The execution of all these steps is named a hard parse. If Oracle executes only the steps 1 to 3, it is named a soft parse. Then a cursor (a memory area containing the SQL statement and all related information) can be localy stored in the session context. If a statement is found in this local cache we name this a softer soft parse because Oracle just has to directly go to the address of the query in the shared pool to pin the related data and prevent them from being aged out.

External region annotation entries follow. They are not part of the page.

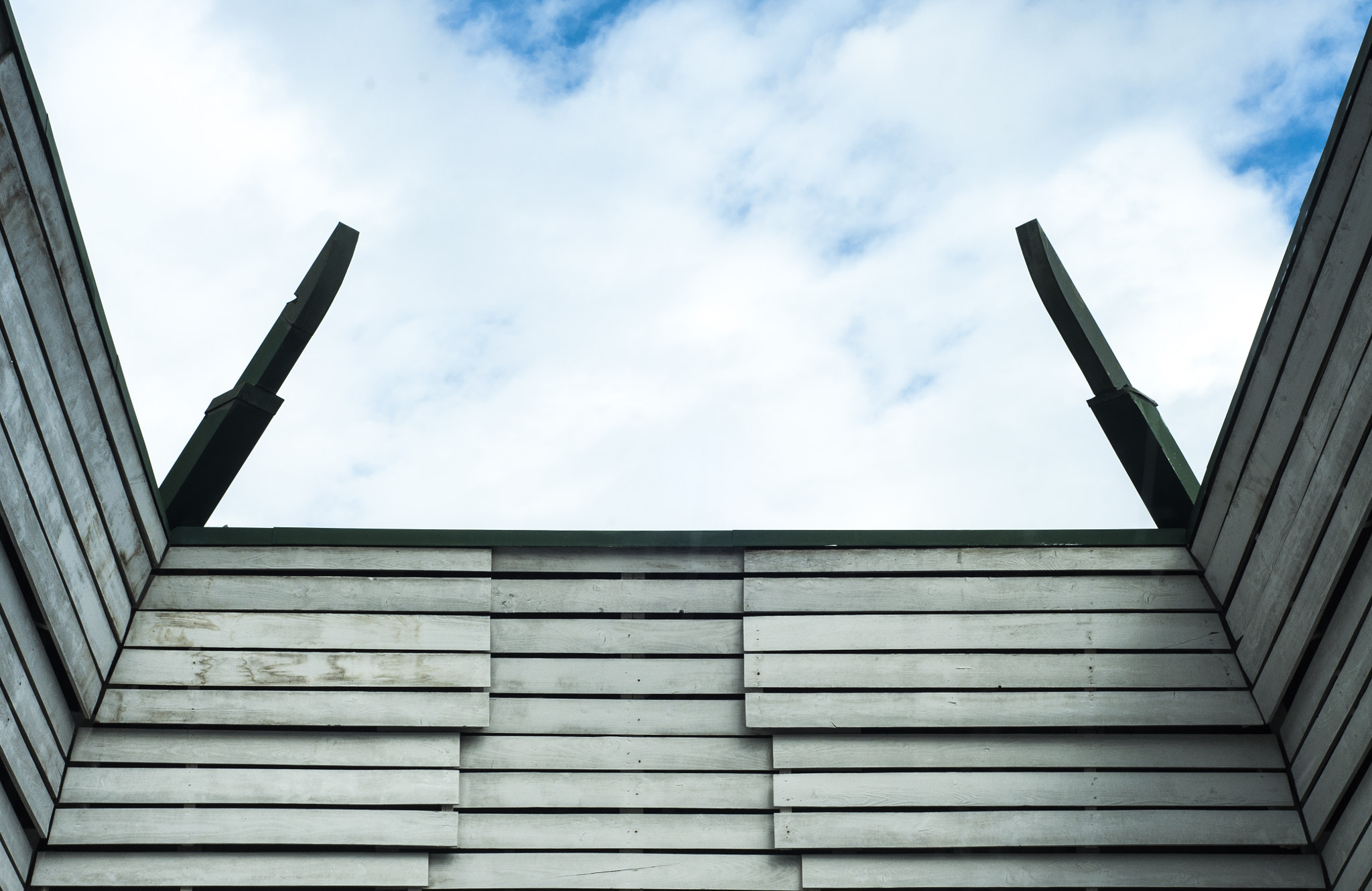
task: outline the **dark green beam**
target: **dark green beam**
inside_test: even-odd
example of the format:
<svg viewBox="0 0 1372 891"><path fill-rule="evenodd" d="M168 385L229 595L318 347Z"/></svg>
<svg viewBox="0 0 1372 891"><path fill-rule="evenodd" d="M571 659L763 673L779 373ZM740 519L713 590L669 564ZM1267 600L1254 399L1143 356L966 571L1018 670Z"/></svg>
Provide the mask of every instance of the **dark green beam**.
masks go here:
<svg viewBox="0 0 1372 891"><path fill-rule="evenodd" d="M1159 529L1184 527L1200 485L1162 421L1158 404L1129 383L1039 221L1030 220L1015 235L1039 298L1095 394L1087 405L1144 507Z"/></svg>
<svg viewBox="0 0 1372 891"><path fill-rule="evenodd" d="M354 248L357 231L338 224L239 382L204 409L204 419L158 490L173 527L204 526L220 505L281 408L276 391L333 305Z"/></svg>

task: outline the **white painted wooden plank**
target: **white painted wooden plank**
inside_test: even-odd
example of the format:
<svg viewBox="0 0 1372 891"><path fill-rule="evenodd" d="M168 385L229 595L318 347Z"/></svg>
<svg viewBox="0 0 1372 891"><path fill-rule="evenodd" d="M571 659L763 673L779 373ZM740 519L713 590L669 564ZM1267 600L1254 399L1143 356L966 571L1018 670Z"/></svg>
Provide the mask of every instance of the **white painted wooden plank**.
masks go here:
<svg viewBox="0 0 1372 891"><path fill-rule="evenodd" d="M1268 733L782 733L772 759L778 769L1286 769Z"/></svg>
<svg viewBox="0 0 1372 891"><path fill-rule="evenodd" d="M71 761L99 763L457 767L460 758L451 732L81 728L71 750Z"/></svg>
<svg viewBox="0 0 1372 891"><path fill-rule="evenodd" d="M678 695L744 692L744 662L724 659L491 659L493 693Z"/></svg>
<svg viewBox="0 0 1372 891"><path fill-rule="evenodd" d="M772 778L766 773L568 773L546 770L473 773L468 767L462 772L461 785L462 807L466 809L767 810L772 806ZM1290 803L1290 798L1287 795L1287 803ZM770 846L771 839L768 837L763 847ZM543 846L534 844L531 847ZM612 844L609 847L660 846Z"/></svg>
<svg viewBox="0 0 1372 891"><path fill-rule="evenodd" d="M174 546L159 571L232 572L490 572L486 548Z"/></svg>
<svg viewBox="0 0 1372 891"><path fill-rule="evenodd" d="M778 848L1306 843L1294 810L836 810L774 818Z"/></svg>
<svg viewBox="0 0 1372 891"><path fill-rule="evenodd" d="M771 854L435 854L429 858L429 887L799 891L800 858Z"/></svg>
<svg viewBox="0 0 1372 891"><path fill-rule="evenodd" d="M777 807L1294 807L1286 772L788 773ZM465 789L465 785L464 785Z"/></svg>
<svg viewBox="0 0 1372 891"><path fill-rule="evenodd" d="M377 887L423 888L423 851L43 851L34 887Z"/></svg>
<svg viewBox="0 0 1372 891"><path fill-rule="evenodd" d="M365 575L158 575L143 610L487 612L488 578Z"/></svg>
<svg viewBox="0 0 1372 891"><path fill-rule="evenodd" d="M742 612L737 578L501 578L491 612Z"/></svg>
<svg viewBox="0 0 1372 891"><path fill-rule="evenodd" d="M495 572L742 572L744 555L694 548L495 548Z"/></svg>
<svg viewBox="0 0 1372 891"><path fill-rule="evenodd" d="M491 619L491 652L737 653L741 619Z"/></svg>
<svg viewBox="0 0 1372 891"><path fill-rule="evenodd" d="M1228 649L1213 612L750 615L753 651Z"/></svg>
<svg viewBox="0 0 1372 891"><path fill-rule="evenodd" d="M471 770L771 770L771 739L466 733L462 765Z"/></svg>
<svg viewBox="0 0 1372 891"><path fill-rule="evenodd" d="M740 699L491 699L488 733L746 736Z"/></svg>
<svg viewBox="0 0 1372 891"><path fill-rule="evenodd" d="M484 615L140 610L126 647L486 651Z"/></svg>
<svg viewBox="0 0 1372 891"><path fill-rule="evenodd" d="M462 814L464 848L771 848L770 814Z"/></svg>
<svg viewBox="0 0 1372 891"><path fill-rule="evenodd" d="M502 582L504 583L504 582ZM1213 610L1198 575L915 575L744 579L746 612Z"/></svg>
<svg viewBox="0 0 1372 891"><path fill-rule="evenodd" d="M51 844L388 844L457 847L442 810L59 807Z"/></svg>
<svg viewBox="0 0 1372 891"><path fill-rule="evenodd" d="M125 651L128 659L128 651ZM639 660L635 660L639 662ZM1232 653L748 653L749 688L1247 688Z"/></svg>
<svg viewBox="0 0 1372 891"><path fill-rule="evenodd" d="M457 805L457 770L71 767L63 805Z"/></svg>
<svg viewBox="0 0 1372 891"><path fill-rule="evenodd" d="M134 649L111 684L162 686L490 686L483 652Z"/></svg>
<svg viewBox="0 0 1372 891"><path fill-rule="evenodd" d="M745 572L1195 572L1185 548L811 548L749 551Z"/></svg>
<svg viewBox="0 0 1372 891"><path fill-rule="evenodd" d="M1257 726L1246 691L748 693L750 728Z"/></svg>
<svg viewBox="0 0 1372 891"><path fill-rule="evenodd" d="M1323 888L1309 854L805 854L807 888Z"/></svg>
<svg viewBox="0 0 1372 891"><path fill-rule="evenodd" d="M123 689L106 692L106 724L480 728L486 693L418 691Z"/></svg>

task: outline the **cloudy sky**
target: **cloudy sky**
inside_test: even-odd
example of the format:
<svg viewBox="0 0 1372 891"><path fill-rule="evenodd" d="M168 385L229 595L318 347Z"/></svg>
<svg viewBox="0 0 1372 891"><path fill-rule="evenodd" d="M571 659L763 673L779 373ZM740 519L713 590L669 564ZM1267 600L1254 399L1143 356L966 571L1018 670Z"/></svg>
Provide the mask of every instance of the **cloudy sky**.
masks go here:
<svg viewBox="0 0 1372 891"><path fill-rule="evenodd" d="M1196 475L1368 3L15 0L158 475L361 231L211 524L1150 526L1037 217Z"/></svg>

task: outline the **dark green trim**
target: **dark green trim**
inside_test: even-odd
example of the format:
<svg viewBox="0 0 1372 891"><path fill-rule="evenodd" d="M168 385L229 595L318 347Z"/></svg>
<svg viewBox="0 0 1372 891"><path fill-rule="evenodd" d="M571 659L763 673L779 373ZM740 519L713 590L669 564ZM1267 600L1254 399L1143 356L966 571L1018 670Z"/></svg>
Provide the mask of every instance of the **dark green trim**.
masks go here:
<svg viewBox="0 0 1372 891"><path fill-rule="evenodd" d="M346 548L1120 548L1185 544L1184 529L963 529L579 531L519 529L203 527L172 530L173 545Z"/></svg>

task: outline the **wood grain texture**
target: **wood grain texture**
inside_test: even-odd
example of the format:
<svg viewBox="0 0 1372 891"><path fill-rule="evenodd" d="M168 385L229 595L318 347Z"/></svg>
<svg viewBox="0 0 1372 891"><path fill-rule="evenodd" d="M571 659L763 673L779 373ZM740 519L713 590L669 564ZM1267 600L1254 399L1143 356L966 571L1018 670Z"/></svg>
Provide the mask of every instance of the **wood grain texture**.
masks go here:
<svg viewBox="0 0 1372 891"><path fill-rule="evenodd" d="M434 854L429 887L799 891L800 858L771 854Z"/></svg>
<svg viewBox="0 0 1372 891"><path fill-rule="evenodd" d="M1246 691L748 693L750 728L1255 726Z"/></svg>
<svg viewBox="0 0 1372 891"><path fill-rule="evenodd" d="M746 612L1213 610L1196 575L746 578Z"/></svg>
<svg viewBox="0 0 1372 891"><path fill-rule="evenodd" d="M490 686L477 652L273 652L126 648L111 684L162 686Z"/></svg>
<svg viewBox="0 0 1372 891"><path fill-rule="evenodd" d="M457 811L296 807L60 807L52 844L458 846Z"/></svg>
<svg viewBox="0 0 1372 891"><path fill-rule="evenodd" d="M480 728L486 693L418 691L122 689L106 692L106 724Z"/></svg>
<svg viewBox="0 0 1372 891"><path fill-rule="evenodd" d="M1242 689L1247 681L1229 653L748 653L744 685Z"/></svg>
<svg viewBox="0 0 1372 891"><path fill-rule="evenodd" d="M143 610L487 612L488 578L158 575Z"/></svg>
<svg viewBox="0 0 1372 891"><path fill-rule="evenodd" d="M34 887L364 887L423 888L423 851L43 851Z"/></svg>

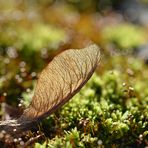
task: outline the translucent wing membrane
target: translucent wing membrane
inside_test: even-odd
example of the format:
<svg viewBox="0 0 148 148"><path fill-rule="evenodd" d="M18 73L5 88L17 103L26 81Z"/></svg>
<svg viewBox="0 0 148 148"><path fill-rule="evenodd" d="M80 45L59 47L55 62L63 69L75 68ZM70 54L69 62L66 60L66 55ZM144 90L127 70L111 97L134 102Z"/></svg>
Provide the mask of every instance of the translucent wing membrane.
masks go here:
<svg viewBox="0 0 148 148"><path fill-rule="evenodd" d="M96 45L56 56L41 72L31 104L17 120L20 126L39 122L72 98L91 77L99 59Z"/></svg>

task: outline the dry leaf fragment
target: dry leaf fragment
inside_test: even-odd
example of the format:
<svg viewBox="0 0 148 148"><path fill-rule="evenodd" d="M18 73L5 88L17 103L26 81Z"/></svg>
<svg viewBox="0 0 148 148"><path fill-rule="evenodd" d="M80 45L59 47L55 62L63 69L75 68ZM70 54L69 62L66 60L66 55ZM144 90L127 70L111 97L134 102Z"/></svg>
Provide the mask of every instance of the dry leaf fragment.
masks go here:
<svg viewBox="0 0 148 148"><path fill-rule="evenodd" d="M20 133L49 116L85 85L99 59L96 45L69 49L56 56L41 72L32 102L23 115L17 120L1 121L0 130L10 134Z"/></svg>

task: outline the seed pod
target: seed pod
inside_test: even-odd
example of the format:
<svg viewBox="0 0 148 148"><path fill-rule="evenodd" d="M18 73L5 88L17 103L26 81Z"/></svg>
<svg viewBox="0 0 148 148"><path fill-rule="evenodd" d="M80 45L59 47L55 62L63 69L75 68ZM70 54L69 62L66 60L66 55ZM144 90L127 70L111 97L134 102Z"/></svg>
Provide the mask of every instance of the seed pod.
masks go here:
<svg viewBox="0 0 148 148"><path fill-rule="evenodd" d="M34 124L71 99L89 80L100 60L98 46L69 49L57 55L37 81L31 104L17 120L2 121L0 130L10 134L31 129Z"/></svg>

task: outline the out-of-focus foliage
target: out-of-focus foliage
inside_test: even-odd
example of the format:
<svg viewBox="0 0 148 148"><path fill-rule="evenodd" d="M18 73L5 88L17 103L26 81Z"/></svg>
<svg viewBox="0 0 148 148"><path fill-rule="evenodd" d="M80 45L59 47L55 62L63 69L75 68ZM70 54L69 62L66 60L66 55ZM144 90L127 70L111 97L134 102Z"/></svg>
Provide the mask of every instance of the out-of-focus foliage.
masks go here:
<svg viewBox="0 0 148 148"><path fill-rule="evenodd" d="M146 3L0 1L1 102L27 107L39 72L65 49L95 42L102 55L96 74L79 94L44 120L40 132L13 139L11 147L34 137L35 147L147 146L148 49L142 49L148 41ZM40 133L44 137L38 139ZM2 146L9 145L3 140Z"/></svg>
<svg viewBox="0 0 148 148"><path fill-rule="evenodd" d="M131 24L109 25L103 30L107 42L119 49L133 49L145 43L144 30Z"/></svg>

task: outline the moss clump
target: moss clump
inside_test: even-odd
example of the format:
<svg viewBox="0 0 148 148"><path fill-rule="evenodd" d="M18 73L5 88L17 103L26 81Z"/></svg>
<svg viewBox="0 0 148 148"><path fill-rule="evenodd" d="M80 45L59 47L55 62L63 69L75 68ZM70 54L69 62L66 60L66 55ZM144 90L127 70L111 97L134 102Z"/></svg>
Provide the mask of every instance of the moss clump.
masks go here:
<svg viewBox="0 0 148 148"><path fill-rule="evenodd" d="M133 87L125 85L126 75L119 71L105 72L101 77L94 74L69 103L44 120L44 133L50 137L46 145L51 148L145 146L148 98L138 93L147 88L135 90L139 79ZM36 143L35 147L39 145Z"/></svg>

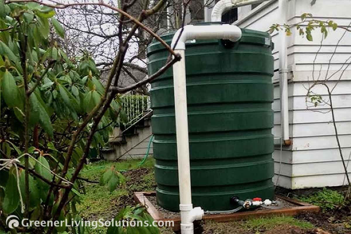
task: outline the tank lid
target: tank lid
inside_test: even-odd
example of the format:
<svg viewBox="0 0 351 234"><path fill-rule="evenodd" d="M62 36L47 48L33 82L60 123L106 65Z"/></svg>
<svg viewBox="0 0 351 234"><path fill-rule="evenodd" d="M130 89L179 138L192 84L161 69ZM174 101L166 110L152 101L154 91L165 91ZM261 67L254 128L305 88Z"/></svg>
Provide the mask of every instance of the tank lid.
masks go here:
<svg viewBox="0 0 351 234"><path fill-rule="evenodd" d="M213 24L223 24L221 22L204 22L194 24L194 25L204 25ZM247 28L240 28L243 33L241 38L237 43L243 44L260 45L266 47L271 47L274 48L274 44L269 34L265 32L261 32ZM169 45L171 45L172 39L176 31L165 33L161 34L160 37ZM207 40L206 43L217 43L218 40ZM192 43L192 44L196 43ZM154 39L152 42L148 46L146 49L147 56L160 50L165 50L166 48L156 39Z"/></svg>

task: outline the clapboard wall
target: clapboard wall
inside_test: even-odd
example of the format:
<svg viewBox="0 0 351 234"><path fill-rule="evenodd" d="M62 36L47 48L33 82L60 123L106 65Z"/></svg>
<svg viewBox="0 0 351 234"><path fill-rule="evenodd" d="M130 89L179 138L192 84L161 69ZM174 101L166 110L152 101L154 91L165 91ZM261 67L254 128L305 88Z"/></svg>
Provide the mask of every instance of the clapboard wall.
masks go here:
<svg viewBox="0 0 351 234"><path fill-rule="evenodd" d="M317 0L313 6L310 1L289 1L289 24L300 22L300 16L305 12L312 13L315 19L332 20L345 27L351 22L351 1ZM234 24L241 27L266 31L272 24L281 22L277 1L264 2L252 10L250 6L243 7L238 12L239 20ZM327 77L327 84L331 88L335 86L332 100L342 151L348 163L351 155L351 66L347 67L345 63L349 58L347 61L351 62L351 32L346 33L340 40L344 31L338 29L334 32L330 28L321 47L319 30L313 32L312 42L296 33L296 29L292 31L293 34L287 38L289 133L292 144L288 147L283 146L281 151L279 144L276 146L273 154L274 180L278 180L280 186L293 189L341 185L346 182L344 171L331 114L328 112L330 109L326 105L307 109L305 100L306 89L313 83L313 79L324 80ZM277 33L272 36L275 44L274 67L277 70L280 43ZM281 134L279 79L276 72L273 78L274 127L272 133L277 143ZM327 93L323 86L316 86L313 91L328 100ZM349 168L351 170L351 165Z"/></svg>

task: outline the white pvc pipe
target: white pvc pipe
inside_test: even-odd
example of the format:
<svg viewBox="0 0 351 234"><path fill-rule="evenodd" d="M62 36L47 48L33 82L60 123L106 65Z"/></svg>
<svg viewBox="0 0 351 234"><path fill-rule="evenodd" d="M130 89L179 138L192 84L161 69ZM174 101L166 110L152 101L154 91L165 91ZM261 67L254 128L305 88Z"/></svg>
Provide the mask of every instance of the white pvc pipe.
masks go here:
<svg viewBox="0 0 351 234"><path fill-rule="evenodd" d="M287 23L287 0L279 0L278 2L281 25ZM285 145L290 143L289 138L289 103L287 84L287 63L286 36L284 30L279 33L280 47L279 49L279 86L280 92L280 115L282 136Z"/></svg>
<svg viewBox="0 0 351 234"><path fill-rule="evenodd" d="M233 8L246 5L251 5L266 1L267 0L220 0L216 4L212 9L211 21L220 22L222 15Z"/></svg>
<svg viewBox="0 0 351 234"><path fill-rule="evenodd" d="M191 201L190 157L188 129L185 74L185 42L188 40L227 39L236 41L241 37L241 30L235 25L187 25L174 34L171 44L174 51L181 56L180 61L173 65L174 107L178 161L178 175L182 234L193 234L196 220L204 215L201 207L193 208Z"/></svg>

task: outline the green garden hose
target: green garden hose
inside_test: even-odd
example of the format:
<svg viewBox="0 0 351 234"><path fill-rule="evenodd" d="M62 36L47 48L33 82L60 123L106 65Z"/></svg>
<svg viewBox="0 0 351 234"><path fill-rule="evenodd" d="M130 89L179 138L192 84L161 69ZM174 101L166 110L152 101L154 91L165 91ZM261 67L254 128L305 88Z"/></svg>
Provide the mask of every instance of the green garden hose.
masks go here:
<svg viewBox="0 0 351 234"><path fill-rule="evenodd" d="M150 138L150 141L149 141L148 145L147 146L147 150L146 151L146 154L145 155L145 156L144 157L144 158L139 163L139 166L141 166L142 165L144 164L146 161L146 159L147 159L147 156L149 155L149 152L150 151L150 147L151 145L151 142L152 142L152 140L153 139L154 135L152 135L151 136L151 138Z"/></svg>

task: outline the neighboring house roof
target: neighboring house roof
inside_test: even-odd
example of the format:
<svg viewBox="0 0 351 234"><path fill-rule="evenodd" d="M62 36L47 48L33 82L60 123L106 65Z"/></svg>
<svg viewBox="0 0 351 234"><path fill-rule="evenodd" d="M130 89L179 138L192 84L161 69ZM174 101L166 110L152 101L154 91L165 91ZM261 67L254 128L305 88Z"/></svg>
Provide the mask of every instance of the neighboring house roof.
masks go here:
<svg viewBox="0 0 351 234"><path fill-rule="evenodd" d="M146 74L138 70L126 67L134 78L134 79L124 71L122 70L118 80L118 85L120 87L125 87L135 83L136 82L144 79ZM100 80L103 84L105 85L107 81L110 69L103 71L100 75Z"/></svg>

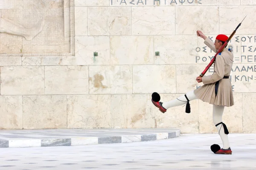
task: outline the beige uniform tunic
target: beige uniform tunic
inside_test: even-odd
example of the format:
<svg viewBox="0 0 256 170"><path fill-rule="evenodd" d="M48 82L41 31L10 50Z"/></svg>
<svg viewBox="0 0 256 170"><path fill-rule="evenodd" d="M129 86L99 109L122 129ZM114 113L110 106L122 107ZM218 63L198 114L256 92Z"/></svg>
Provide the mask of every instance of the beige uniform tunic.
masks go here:
<svg viewBox="0 0 256 170"><path fill-rule="evenodd" d="M216 53L214 43L207 38L204 44ZM233 56L227 48L224 48L221 55L217 55L214 64L214 71L212 75L202 78L204 85L195 90L194 93L201 100L211 104L232 106L234 105L232 87L230 79L223 79L230 76L233 64ZM219 80L217 95L215 95L215 84Z"/></svg>

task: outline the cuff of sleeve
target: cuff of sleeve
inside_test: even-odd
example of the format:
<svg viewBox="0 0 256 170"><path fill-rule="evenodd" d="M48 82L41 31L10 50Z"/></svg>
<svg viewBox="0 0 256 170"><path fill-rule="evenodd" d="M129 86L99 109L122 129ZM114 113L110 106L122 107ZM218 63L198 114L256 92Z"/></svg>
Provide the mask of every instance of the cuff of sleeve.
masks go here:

We have to keep in mind that any access to the shared memory is protected by an oracle internal lock named a latch. Like any other kind of lock, this implies a serializarion point and therefore a potential contention. Thus during the semantic validation or security validation, Oracle must take some shared pool and library cache latches to search for the information in the library cache and, possibly, in the dictionary cache if the information are not already present in the library cache; it might even have to generate some internal SQL queries on the Oracle dictionary (named recursive SQL) if the dictionary cache does not contain the necessary information to build the structures in the library cache.

Likewise, step 4 concerning memory allocation can be very long: if Oracle does not immediately find the necessary space, it has to scan the shared pool to age out some components to make space. And this is under the protection of the shared pool latch. Even a very simple query might lead to 20 or 30 holds of the library cache latch (that do hopefully not all lead to waits).

In the end, step 7 concerning query optimization consumes a lot of CPU time.